Note that DEBUG should only be used while debugging or in development. We do not recommend running Cloud CMS with DEBUG logging in place on production. It will produce far too many logs and will also run more slowly.

Let's say you wanted to enable more logging for the rules engine within the product. You could do that with a log4j2-docker.xml file like this:

<?xml version="1.0" encoding="UTF-8"?>
<Configuration>
    <Loggers>

        <!-- Set all classes in the org.gitana.platform.services.rule package to log with DEBUG -->
        <Logger name="org.gitana.platform.services.rule" level="DEBUG"/>

    </Loggers>
</Configuration>

Log Outputs (stdout / stderr)

Several log files are maintained by the API server Java application. These can be accessed by exposing the log folder as a "volume" on the API server's docker container. Update the docker-compose.yml config file so that the folder: /opt/tomcat/logs is available to the docker host system.

This example mounts the logs folder to a host folder named "api-logs":

api:
    build: ./api
    networks:
        - cloudcms
    depends_on:
        - mongodb
        - elasticsearch
    env_file:
        - ./api/api.env
    ports:
        - "8080:8080"
    volumes:
        - ./api-logs:/opt/tomcat/logs

After running a new build (docker-compose build --force-rm) the folder will be created and the log files will be visible to the host.

The default server logging goes to cloudcms.log.

If you require logging of each API call to the API server you can monitor the Tomcat access logs: localhost_access_log.*.txt

Access Logs

Every request and response that the API processes is logged into its own Log4j2 appender. You can customize this appender to have those entries write to a different location, format differently, rollover to disk or even roll over to S3 periodically.

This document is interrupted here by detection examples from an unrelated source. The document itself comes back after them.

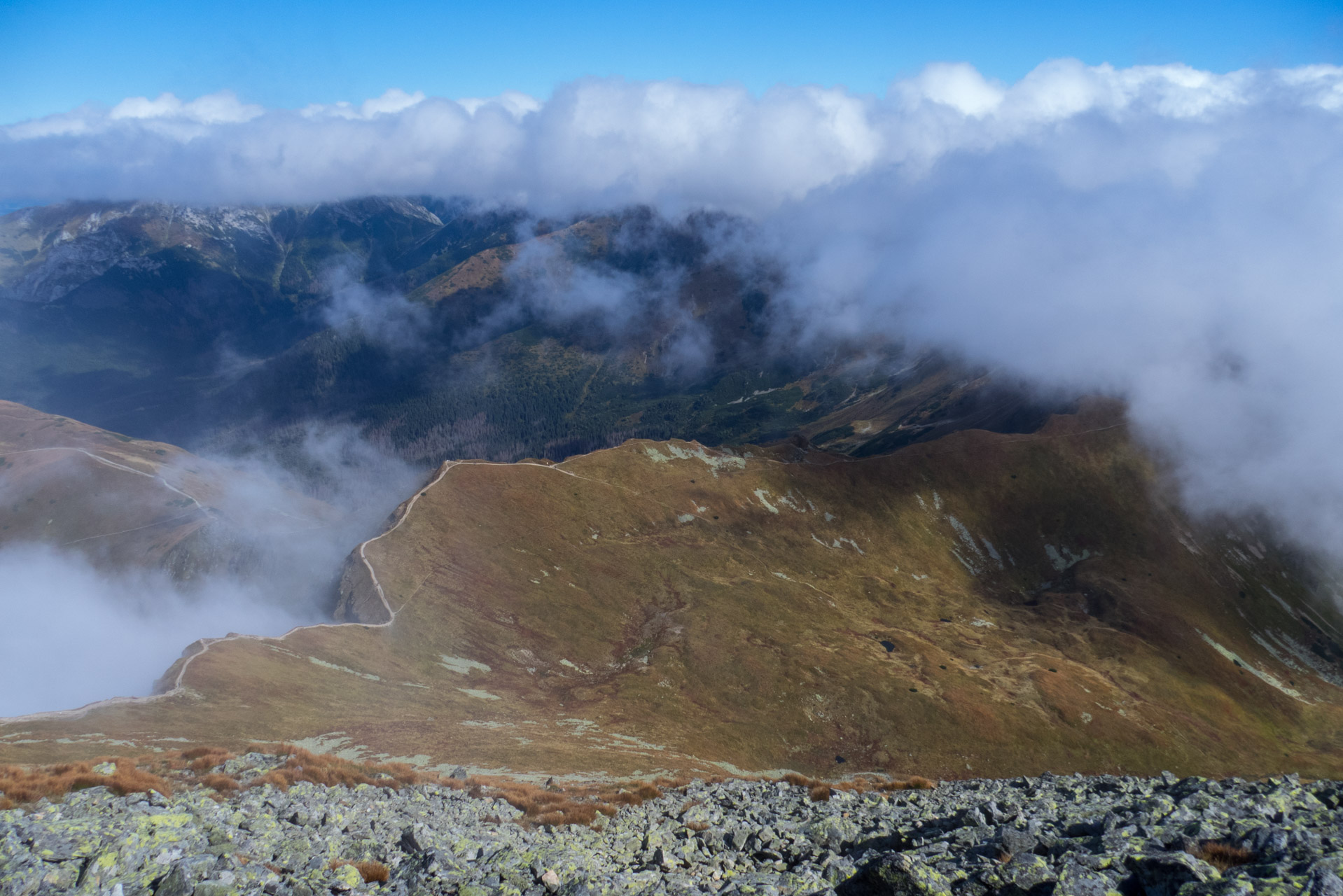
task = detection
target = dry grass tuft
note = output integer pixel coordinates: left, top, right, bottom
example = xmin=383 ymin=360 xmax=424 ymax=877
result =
xmin=777 ymin=771 xmax=938 ymax=802
xmin=0 ymin=757 xmax=172 ymax=808
xmin=196 ymin=774 xmax=239 ymax=794
xmin=1192 ymin=839 xmax=1254 ymax=873
xmin=247 ymin=744 xmax=422 ymax=790
xmin=181 ymin=747 xmax=235 ymax=774
xmin=328 ymin=858 xmax=392 ymax=884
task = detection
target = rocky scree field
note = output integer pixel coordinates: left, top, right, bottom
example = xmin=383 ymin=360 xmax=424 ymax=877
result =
xmin=0 ymin=751 xmax=1343 ymax=896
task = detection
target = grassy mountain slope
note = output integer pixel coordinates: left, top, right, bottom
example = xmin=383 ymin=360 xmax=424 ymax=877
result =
xmin=0 ymin=199 xmax=1057 ymax=463
xmin=0 ymin=402 xmax=335 ymax=580
xmin=0 ymin=407 xmax=1343 ymax=776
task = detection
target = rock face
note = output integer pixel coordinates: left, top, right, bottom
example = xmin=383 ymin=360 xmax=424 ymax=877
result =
xmin=0 ymin=774 xmax=1343 ymax=896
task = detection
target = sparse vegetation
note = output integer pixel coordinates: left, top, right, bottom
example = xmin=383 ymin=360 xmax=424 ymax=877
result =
xmin=1192 ymin=839 xmax=1254 ymax=874
xmin=328 ymin=858 xmax=392 ymax=884
xmin=0 ymin=757 xmax=173 ymax=808
xmin=247 ymin=744 xmax=419 ymax=790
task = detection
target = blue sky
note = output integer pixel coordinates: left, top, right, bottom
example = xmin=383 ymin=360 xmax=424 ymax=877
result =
xmin=0 ymin=0 xmax=1343 ymax=122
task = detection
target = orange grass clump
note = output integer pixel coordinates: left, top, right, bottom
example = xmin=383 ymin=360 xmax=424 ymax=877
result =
xmin=196 ymin=774 xmax=237 ymax=794
xmin=0 ymin=757 xmax=172 ymax=808
xmin=328 ymin=858 xmax=392 ymax=884
xmin=247 ymin=744 xmax=422 ymax=790
xmin=1194 ymin=839 xmax=1254 ymax=873
xmin=181 ymin=747 xmax=235 ymax=774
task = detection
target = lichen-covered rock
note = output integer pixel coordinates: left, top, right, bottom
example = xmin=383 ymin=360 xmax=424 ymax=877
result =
xmin=0 ymin=754 xmax=1343 ymax=896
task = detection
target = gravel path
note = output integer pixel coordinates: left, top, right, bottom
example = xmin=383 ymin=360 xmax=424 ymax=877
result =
xmin=0 ymin=774 xmax=1343 ymax=896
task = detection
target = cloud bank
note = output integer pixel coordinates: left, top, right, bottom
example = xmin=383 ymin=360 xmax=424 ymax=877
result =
xmin=8 ymin=60 xmax=1343 ymax=566
xmin=0 ymin=60 xmax=1343 ymax=215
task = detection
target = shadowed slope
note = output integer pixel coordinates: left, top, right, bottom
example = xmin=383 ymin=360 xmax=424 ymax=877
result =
xmin=0 ymin=402 xmax=335 ymax=580
xmin=0 ymin=410 xmax=1343 ymax=776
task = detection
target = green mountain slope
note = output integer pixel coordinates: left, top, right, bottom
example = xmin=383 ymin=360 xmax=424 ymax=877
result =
xmin=10 ymin=407 xmax=1343 ymax=776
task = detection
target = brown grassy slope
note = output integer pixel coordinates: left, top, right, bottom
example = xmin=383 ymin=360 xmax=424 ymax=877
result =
xmin=0 ymin=410 xmax=1343 ymax=776
xmin=0 ymin=402 xmax=332 ymax=575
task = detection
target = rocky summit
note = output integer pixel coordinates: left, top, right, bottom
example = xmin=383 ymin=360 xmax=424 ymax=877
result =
xmin=0 ymin=772 xmax=1343 ymax=896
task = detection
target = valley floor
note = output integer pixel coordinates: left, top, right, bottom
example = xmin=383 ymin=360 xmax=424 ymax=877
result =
xmin=0 ymin=754 xmax=1343 ymax=896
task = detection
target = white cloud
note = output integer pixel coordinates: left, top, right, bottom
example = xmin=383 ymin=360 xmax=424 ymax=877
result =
xmin=8 ymin=59 xmax=1343 ymax=572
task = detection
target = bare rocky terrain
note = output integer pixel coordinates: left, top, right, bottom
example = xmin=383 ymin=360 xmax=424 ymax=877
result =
xmin=0 ymin=754 xmax=1343 ymax=896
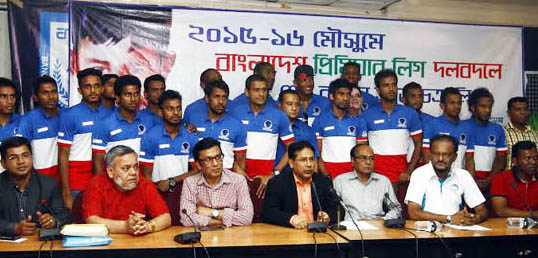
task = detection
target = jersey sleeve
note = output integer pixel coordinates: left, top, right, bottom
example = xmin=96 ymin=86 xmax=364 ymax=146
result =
xmin=233 ymin=121 xmax=247 ymax=152
xmin=140 ymin=133 xmax=157 ymax=166
xmin=409 ymin=109 xmax=422 ymax=137
xmin=495 ymin=125 xmax=508 ymax=153
xmin=357 ymin=117 xmax=368 ymax=142
xmin=312 ymin=119 xmax=323 ymax=139
xmin=58 ymin=112 xmax=74 ymax=147
xmin=16 ymin=114 xmax=33 ymax=141
xmin=278 ymin=110 xmax=295 ymax=144
xmin=92 ymin=120 xmax=109 ymax=153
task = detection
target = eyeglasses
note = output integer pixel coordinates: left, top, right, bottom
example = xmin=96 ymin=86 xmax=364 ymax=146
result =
xmin=200 ymin=154 xmax=224 ymax=165
xmin=353 ymin=155 xmax=375 ymax=162
xmin=430 ymin=151 xmax=455 ymax=159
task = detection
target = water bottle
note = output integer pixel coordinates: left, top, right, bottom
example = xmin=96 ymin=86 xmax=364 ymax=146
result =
xmin=415 ymin=221 xmax=443 ymax=232
xmin=506 ymin=217 xmax=536 ymax=228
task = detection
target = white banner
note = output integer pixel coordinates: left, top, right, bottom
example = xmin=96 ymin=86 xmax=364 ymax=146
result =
xmin=166 ymin=9 xmax=523 ymax=123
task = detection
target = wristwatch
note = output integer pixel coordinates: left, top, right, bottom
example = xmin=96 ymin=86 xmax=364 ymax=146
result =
xmin=211 ymin=210 xmax=219 ymax=219
xmin=168 ymin=177 xmax=176 ymax=193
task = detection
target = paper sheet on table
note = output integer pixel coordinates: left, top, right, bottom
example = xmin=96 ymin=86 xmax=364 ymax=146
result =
xmin=0 ymin=237 xmax=26 ymax=243
xmin=445 ymin=224 xmax=491 ymax=231
xmin=340 ymin=221 xmax=378 ymax=230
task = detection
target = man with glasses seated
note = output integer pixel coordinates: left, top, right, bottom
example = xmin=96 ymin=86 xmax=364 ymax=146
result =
xmin=333 ymin=144 xmax=401 ymax=221
xmin=180 ymin=137 xmax=254 ymax=227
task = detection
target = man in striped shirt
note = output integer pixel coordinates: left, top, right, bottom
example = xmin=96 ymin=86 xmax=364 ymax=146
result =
xmin=503 ymin=97 xmax=538 ymax=170
xmin=180 ymin=138 xmax=250 ymax=227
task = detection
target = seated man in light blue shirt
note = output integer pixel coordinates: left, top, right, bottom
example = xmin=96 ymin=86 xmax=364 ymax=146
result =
xmin=333 ymin=144 xmax=401 ymax=221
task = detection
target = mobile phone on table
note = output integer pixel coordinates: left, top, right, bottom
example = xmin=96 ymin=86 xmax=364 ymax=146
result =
xmin=200 ymin=226 xmax=224 ymax=231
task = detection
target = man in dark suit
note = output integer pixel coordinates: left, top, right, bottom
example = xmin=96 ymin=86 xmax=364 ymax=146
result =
xmin=0 ymin=137 xmax=71 ymax=236
xmin=262 ymin=141 xmax=337 ymax=228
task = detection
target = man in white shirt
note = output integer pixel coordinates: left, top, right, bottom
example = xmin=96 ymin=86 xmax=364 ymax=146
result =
xmin=405 ymin=135 xmax=488 ymax=225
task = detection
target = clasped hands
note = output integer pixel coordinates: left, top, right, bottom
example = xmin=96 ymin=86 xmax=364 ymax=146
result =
xmin=290 ymin=211 xmax=331 ymax=229
xmin=125 ymin=211 xmax=154 ymax=236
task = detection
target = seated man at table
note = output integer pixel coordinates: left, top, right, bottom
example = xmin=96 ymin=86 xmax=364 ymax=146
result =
xmin=82 ymin=145 xmax=172 ymax=235
xmin=333 ymin=144 xmax=401 ymax=221
xmin=0 ymin=137 xmax=71 ymax=236
xmin=490 ymin=141 xmax=538 ymax=218
xmin=405 ymin=135 xmax=488 ymax=225
xmin=262 ymin=141 xmax=337 ymax=228
xmin=180 ymin=137 xmax=254 ymax=227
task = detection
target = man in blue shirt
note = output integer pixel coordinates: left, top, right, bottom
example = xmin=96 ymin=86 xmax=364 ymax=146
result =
xmin=422 ymin=87 xmax=474 ymax=175
xmin=187 ymin=81 xmax=248 ymax=178
xmin=101 ymin=74 xmax=118 ymax=111
xmin=58 ymin=68 xmax=112 ymax=209
xmin=230 ymin=62 xmax=277 ymax=109
xmin=227 ymin=74 xmax=294 ymax=198
xmin=402 ymin=82 xmax=434 ymax=167
xmin=276 ymin=89 xmax=319 ymax=171
xmin=341 ymin=62 xmax=379 ymax=111
xmin=17 ymin=75 xmax=63 ymax=181
xmin=293 ymin=65 xmax=331 ymax=126
xmin=92 ymin=75 xmax=153 ymax=174
xmin=183 ymin=68 xmax=222 ymax=124
xmin=140 ymin=90 xmax=198 ymax=192
xmin=462 ymin=88 xmax=507 ymax=192
xmin=139 ymin=74 xmax=166 ymax=125
xmin=0 ymin=78 xmax=21 ymax=146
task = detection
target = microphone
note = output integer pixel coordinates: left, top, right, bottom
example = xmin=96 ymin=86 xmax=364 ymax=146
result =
xmin=306 ymin=180 xmax=327 ymax=233
xmin=174 ymin=209 xmax=202 ymax=244
xmin=510 ymin=182 xmax=536 ymax=228
xmin=383 ymin=193 xmax=405 ymax=228
xmin=329 ymin=187 xmax=365 ymax=258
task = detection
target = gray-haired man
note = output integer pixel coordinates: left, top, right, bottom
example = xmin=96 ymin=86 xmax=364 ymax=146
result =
xmin=82 ymin=145 xmax=171 ymax=235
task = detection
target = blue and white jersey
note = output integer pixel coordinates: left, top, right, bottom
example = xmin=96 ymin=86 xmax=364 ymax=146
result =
xmin=188 ymin=112 xmax=247 ymax=169
xmin=92 ymin=108 xmax=153 ymax=154
xmin=58 ymin=102 xmax=113 ymax=161
xmin=462 ymin=117 xmax=507 ymax=179
xmin=17 ymin=108 xmax=65 ymax=178
xmin=228 ymin=93 xmax=278 ymax=110
xmin=312 ymin=111 xmax=367 ymax=178
xmin=183 ymin=98 xmax=233 ymax=124
xmin=360 ymin=90 xmax=379 ymax=111
xmin=138 ymin=108 xmax=163 ymax=129
xmin=0 ymin=113 xmax=22 ymax=144
xmin=231 ymin=104 xmax=294 ymax=177
xmin=362 ymin=104 xmax=422 ymax=183
xmin=140 ymin=123 xmax=198 ymax=182
xmin=298 ymin=94 xmax=332 ymax=126
xmin=275 ymin=120 xmax=319 ymax=167
xmin=422 ymin=115 xmax=474 ymax=169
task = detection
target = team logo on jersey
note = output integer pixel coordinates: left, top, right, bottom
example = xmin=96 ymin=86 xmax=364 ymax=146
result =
xmin=460 ymin=133 xmax=467 ymax=144
xmin=219 ymin=129 xmax=230 ymax=140
xmin=312 ymin=107 xmax=321 ymax=116
xmin=488 ymin=134 xmax=497 ymax=145
xmin=138 ymin=124 xmax=147 ymax=135
xmin=398 ymin=117 xmax=407 ymax=127
xmin=347 ymin=125 xmax=357 ymax=136
xmin=181 ymin=142 xmax=191 ymax=153
xmin=262 ymin=120 xmax=273 ymax=132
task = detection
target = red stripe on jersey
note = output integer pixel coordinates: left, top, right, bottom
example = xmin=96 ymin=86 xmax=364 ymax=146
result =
xmin=69 ymin=161 xmax=93 ymax=191
xmin=245 ymin=159 xmax=275 ymax=177
xmin=35 ymin=165 xmax=60 ymax=184
xmin=374 ymin=155 xmax=407 ymax=183
xmin=323 ymin=161 xmax=353 ymax=179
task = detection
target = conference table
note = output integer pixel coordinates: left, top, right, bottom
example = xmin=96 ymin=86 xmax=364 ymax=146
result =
xmin=330 ymin=218 xmax=538 ymax=258
xmin=0 ymin=218 xmax=538 ymax=258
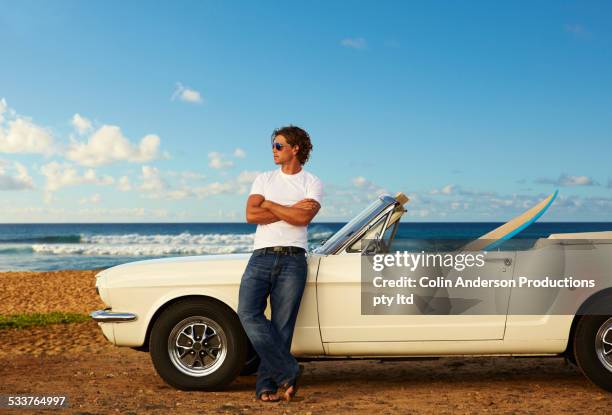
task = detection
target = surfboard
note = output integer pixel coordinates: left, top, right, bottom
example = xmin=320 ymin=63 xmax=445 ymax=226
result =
xmin=464 ymin=190 xmax=559 ymax=251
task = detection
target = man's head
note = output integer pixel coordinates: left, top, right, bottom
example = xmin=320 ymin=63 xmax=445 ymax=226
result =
xmin=272 ymin=125 xmax=312 ymax=165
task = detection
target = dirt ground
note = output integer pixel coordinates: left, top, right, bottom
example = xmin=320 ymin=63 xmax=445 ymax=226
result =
xmin=0 ymin=271 xmax=611 ymax=414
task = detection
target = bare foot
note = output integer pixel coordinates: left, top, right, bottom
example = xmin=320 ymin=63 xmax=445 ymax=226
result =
xmin=259 ymin=392 xmax=280 ymax=402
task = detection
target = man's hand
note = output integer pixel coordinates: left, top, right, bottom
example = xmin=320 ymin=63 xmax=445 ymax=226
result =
xmin=246 ymin=195 xmax=280 ymax=225
xmin=261 ymin=199 xmax=321 ymax=226
xmin=291 ymin=199 xmax=321 ymax=212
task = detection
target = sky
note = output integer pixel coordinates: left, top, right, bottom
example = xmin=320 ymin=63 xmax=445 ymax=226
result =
xmin=0 ymin=0 xmax=612 ymax=223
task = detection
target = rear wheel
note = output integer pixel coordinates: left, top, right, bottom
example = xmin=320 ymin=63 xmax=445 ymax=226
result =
xmin=149 ymin=299 xmax=248 ymax=390
xmin=574 ymin=315 xmax=612 ymax=392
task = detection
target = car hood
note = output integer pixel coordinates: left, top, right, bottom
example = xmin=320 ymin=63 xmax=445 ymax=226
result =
xmin=97 ymin=253 xmax=251 ymax=287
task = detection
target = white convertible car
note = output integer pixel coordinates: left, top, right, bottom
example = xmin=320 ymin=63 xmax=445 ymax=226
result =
xmin=91 ymin=194 xmax=612 ymax=391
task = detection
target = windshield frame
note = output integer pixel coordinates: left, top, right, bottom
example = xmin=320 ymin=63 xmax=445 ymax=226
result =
xmin=312 ymin=195 xmax=398 ymax=255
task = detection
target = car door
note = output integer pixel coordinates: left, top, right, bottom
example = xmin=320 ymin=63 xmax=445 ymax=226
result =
xmin=316 ymin=252 xmax=515 ymax=344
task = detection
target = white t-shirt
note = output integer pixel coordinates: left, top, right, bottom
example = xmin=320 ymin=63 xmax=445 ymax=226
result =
xmin=249 ymin=168 xmax=323 ymax=249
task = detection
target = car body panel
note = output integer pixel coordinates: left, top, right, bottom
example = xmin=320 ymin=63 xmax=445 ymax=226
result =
xmin=97 ymin=254 xmax=323 ymax=354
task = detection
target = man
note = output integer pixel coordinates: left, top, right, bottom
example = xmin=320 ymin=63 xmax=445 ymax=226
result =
xmin=238 ymin=126 xmax=323 ymax=402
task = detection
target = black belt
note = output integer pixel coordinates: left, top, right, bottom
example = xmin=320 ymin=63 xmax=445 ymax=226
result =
xmin=253 ymin=246 xmax=306 ymax=255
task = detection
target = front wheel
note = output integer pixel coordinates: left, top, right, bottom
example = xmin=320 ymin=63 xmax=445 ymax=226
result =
xmin=149 ymin=300 xmax=248 ymax=390
xmin=574 ymin=316 xmax=612 ymax=392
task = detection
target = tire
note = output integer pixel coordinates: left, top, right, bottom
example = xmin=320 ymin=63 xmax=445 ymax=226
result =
xmin=149 ymin=299 xmax=248 ymax=390
xmin=574 ymin=315 xmax=612 ymax=392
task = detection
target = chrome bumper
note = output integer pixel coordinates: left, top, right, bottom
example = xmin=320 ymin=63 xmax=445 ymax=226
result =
xmin=89 ymin=308 xmax=136 ymax=323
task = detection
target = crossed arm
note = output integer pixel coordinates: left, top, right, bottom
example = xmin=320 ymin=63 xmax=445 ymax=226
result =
xmin=246 ymin=195 xmax=321 ymax=226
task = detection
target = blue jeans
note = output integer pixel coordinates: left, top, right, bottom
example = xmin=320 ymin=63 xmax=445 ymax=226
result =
xmin=238 ymin=252 xmax=307 ymax=398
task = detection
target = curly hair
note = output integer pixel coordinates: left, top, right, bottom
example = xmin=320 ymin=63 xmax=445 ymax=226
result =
xmin=272 ymin=125 xmax=312 ymax=165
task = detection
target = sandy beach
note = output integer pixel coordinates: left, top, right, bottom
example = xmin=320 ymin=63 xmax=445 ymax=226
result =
xmin=0 ymin=270 xmax=609 ymax=414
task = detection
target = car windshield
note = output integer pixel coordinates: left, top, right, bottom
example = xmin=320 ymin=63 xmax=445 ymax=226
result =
xmin=313 ymin=198 xmax=389 ymax=253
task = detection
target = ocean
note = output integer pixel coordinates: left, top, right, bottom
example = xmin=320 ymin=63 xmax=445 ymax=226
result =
xmin=0 ymin=222 xmax=612 ymax=271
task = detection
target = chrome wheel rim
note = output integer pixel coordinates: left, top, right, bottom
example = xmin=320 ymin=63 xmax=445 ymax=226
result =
xmin=168 ymin=316 xmax=227 ymax=377
xmin=595 ymin=318 xmax=612 ymax=372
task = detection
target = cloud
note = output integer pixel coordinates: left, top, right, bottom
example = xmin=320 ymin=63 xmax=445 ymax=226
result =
xmin=340 ymin=37 xmax=368 ymax=49
xmin=117 ymin=176 xmax=132 ymax=192
xmin=234 ymin=147 xmax=246 ymax=159
xmin=534 ymin=174 xmax=599 ymax=187
xmin=0 ymin=160 xmax=34 ymax=191
xmin=429 ymin=184 xmax=456 ymax=195
xmin=72 ymin=114 xmax=92 ymax=135
xmin=139 ymin=166 xmax=260 ymax=200
xmin=79 ymin=193 xmax=102 ymax=205
xmin=208 ymin=151 xmax=234 ymax=169
xmin=171 ymin=82 xmax=202 ymax=104
xmin=0 ymin=114 xmax=55 ymax=156
xmin=66 ymin=125 xmax=160 ymax=167
xmin=40 ymin=161 xmax=115 ymax=197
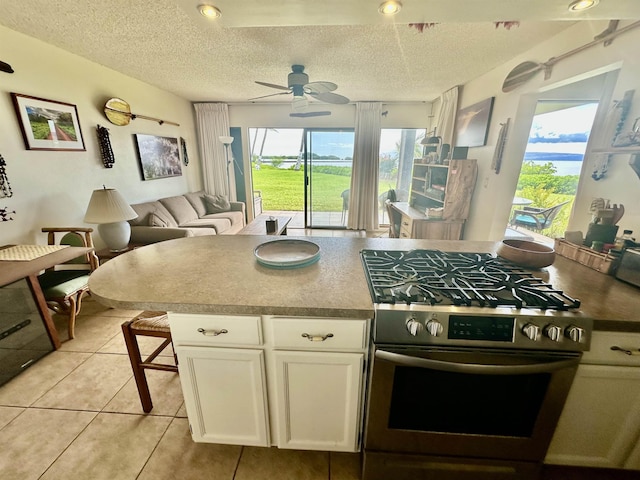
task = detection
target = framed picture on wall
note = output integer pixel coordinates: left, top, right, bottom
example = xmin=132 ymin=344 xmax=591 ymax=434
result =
xmin=455 ymin=97 xmax=495 ymax=147
xmin=11 ymin=93 xmax=85 ymax=151
xmin=135 ymin=133 xmax=182 ymax=180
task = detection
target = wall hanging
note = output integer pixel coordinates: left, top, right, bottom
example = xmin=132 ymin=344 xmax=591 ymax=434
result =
xmin=11 ymin=93 xmax=85 ymax=151
xmin=135 ymin=134 xmax=182 ymax=180
xmin=104 ymin=98 xmax=180 ymax=127
xmin=180 ymin=137 xmax=189 ymax=166
xmin=96 ymin=125 xmax=116 ymax=168
xmin=0 ymin=155 xmax=13 ymax=198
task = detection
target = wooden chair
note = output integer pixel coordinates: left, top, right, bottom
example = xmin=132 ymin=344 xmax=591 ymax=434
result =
xmin=38 ymin=227 xmax=98 ymax=339
xmin=122 ymin=311 xmax=178 ymax=413
xmin=510 ymin=200 xmax=569 ymax=232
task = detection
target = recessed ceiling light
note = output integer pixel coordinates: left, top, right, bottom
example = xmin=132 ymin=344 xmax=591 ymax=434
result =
xmin=569 ymin=0 xmax=600 ymax=12
xmin=198 ymin=5 xmax=222 ymax=18
xmin=378 ymin=0 xmax=402 ymax=15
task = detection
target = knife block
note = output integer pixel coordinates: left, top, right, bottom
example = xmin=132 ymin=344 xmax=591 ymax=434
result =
xmin=584 ymin=223 xmax=618 ymax=247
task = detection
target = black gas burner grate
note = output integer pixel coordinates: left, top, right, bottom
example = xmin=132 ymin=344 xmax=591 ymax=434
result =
xmin=361 ymin=250 xmax=580 ymax=310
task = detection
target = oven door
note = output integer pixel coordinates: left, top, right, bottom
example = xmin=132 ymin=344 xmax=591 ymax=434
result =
xmin=365 ymin=346 xmax=581 ymax=461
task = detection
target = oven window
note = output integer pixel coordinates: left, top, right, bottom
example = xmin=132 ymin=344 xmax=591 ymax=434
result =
xmin=389 ymin=366 xmax=551 ymax=437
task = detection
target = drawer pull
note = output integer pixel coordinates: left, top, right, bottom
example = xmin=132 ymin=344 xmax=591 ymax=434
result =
xmin=198 ymin=328 xmax=229 ymax=337
xmin=302 ymin=333 xmax=333 ymax=342
xmin=611 ymin=345 xmax=640 ymax=355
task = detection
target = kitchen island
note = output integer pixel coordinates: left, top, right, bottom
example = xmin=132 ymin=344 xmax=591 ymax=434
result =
xmin=89 ymin=236 xmax=640 ymax=332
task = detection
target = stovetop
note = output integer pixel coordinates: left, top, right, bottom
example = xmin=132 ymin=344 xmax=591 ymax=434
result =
xmin=361 ymin=250 xmax=580 ymax=310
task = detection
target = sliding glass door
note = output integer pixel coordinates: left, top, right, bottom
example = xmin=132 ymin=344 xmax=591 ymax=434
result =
xmin=305 ymin=129 xmax=354 ymax=228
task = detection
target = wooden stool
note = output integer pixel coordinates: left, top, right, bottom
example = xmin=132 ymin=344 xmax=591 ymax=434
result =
xmin=122 ymin=311 xmax=178 ymax=413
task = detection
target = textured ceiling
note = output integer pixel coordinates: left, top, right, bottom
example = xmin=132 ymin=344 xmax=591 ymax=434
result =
xmin=0 ymin=0 xmax=640 ymax=103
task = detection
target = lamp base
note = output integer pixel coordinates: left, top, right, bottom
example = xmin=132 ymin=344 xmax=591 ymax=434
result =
xmin=98 ymin=221 xmax=131 ymax=252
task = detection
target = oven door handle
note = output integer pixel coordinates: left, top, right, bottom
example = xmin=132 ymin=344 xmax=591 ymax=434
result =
xmin=375 ymin=350 xmax=580 ymax=375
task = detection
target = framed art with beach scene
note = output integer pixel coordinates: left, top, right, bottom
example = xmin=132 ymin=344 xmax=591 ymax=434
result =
xmin=11 ymin=93 xmax=86 ymax=151
xmin=135 ymin=133 xmax=182 ymax=180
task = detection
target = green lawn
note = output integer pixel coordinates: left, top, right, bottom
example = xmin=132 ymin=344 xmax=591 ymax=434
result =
xmin=252 ymin=165 xmax=393 ymax=212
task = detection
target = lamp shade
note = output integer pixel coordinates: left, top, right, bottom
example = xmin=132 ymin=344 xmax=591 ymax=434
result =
xmin=84 ymin=187 xmax=138 ymax=224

By default, the access logs appender (named RequestFile) is defined like this:

<?xml version="1.0" encoding="UTF-8"?>
<Configuration status="info" packages="org.gitana.platform.services.log">
    <Properties>
        <Property name="baseDir">logs</Property>
    </Properties>
    <Appenders>
        <RollingFile name="RequestFile" fileName="${baseDir}/cloudcms-requests.log" filePattern="${baseDir}/cloudcms-requests/cloudcms-requests-%d{yyyy-MM-dd-HH-mm}-%i.log" append="false">
            <PatternLayout>
                <pattern>%msg%n</pattern>
            </PatternLayout>
            <Policies>
                <OnStartupTriggeringPolicy/>
                <TimeBasedTriggeringPolicy interval="30"/>
                <SizeBasedTriggeringPolicy size="256 MB"/>
            </Policies>
            <DefaultRolloverStrategy max="20"/>
        </RollingFile>
    </Appenders>
</Configuration>

You can override these settings via the same process as described above in which you add your own log4j2-docker.xml file. This file will be picked up by Cloud CMS and its settings will be merged into an overall Log4j2 configuration set. Specifically, you can redeclare the RequestFile RollingFile implementation and Cloud CMS will let your implementation override the one provided out-of-the-box.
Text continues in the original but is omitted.